De Mistura said he is counting on the Syrian regime's allies Russia and Iran and opposition supporter Turkey to use their influence to implement the agreement they supported in Sochi, along with the UN and other influential countries.
"The devil is in the detail," he repeated twice. "It's going to be uphill. We all know it. But we are actually going to establish a constitutional committee."
De Mistura said he will come up with the criteria for participants and choose a maximum of 45 to 50 members for the committee.
Russia, Iran and Turkey have each submitted 50 names already, but he said there will definitely be "very substantial participation" from the opposition that skipped Sochi along with government, other opposition and independent representatives.

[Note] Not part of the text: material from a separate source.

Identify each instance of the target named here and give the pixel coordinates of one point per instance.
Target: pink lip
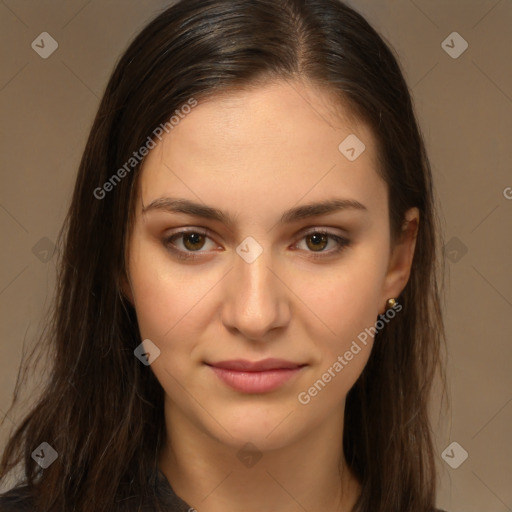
(255, 377)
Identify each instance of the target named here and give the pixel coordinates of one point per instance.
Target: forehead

He refused to give a timeline.
Asked why the focus was on a new constitution ahead of a transition, De Mistura retorted: "Are we going to ignore the fact that there is an opportunity for actually having a constitutional committee that may ... write a new constitution and that will lead to possible UN-led or UN-supervised elections?"
Disrupting Sochi
Sharp disagreements among those attending the Sochi conference were apparent as it opened, with some interrupting Lavrov's welcome address by chanting pro and anti-Russian slogans.
"You are killing our people," an opposition supporter chanted before he was approached by security.
The main opposition umbrella group, a Saudi-backed coalition known as the Higher Negotiations Committee, has been representing the opposition in Geneva. It did not attend the Sochi meeting.
The Syrian civil war is far from over, despite major gains by Assad's regime and the expulsion of the Daesh from virtually all the territory it once held.
Turkish troops and allied Free Syrian Army are now fighting their way into the Afrin enclave, held by YPG which forms a major component of the US-backed Syrian Democratic Forces. Ankara considers YPG to be affiliated with terror group PKK.
The YPG declined to attend the Sochi conference, saying it holds Russia responsible for the latest Turkish offensive.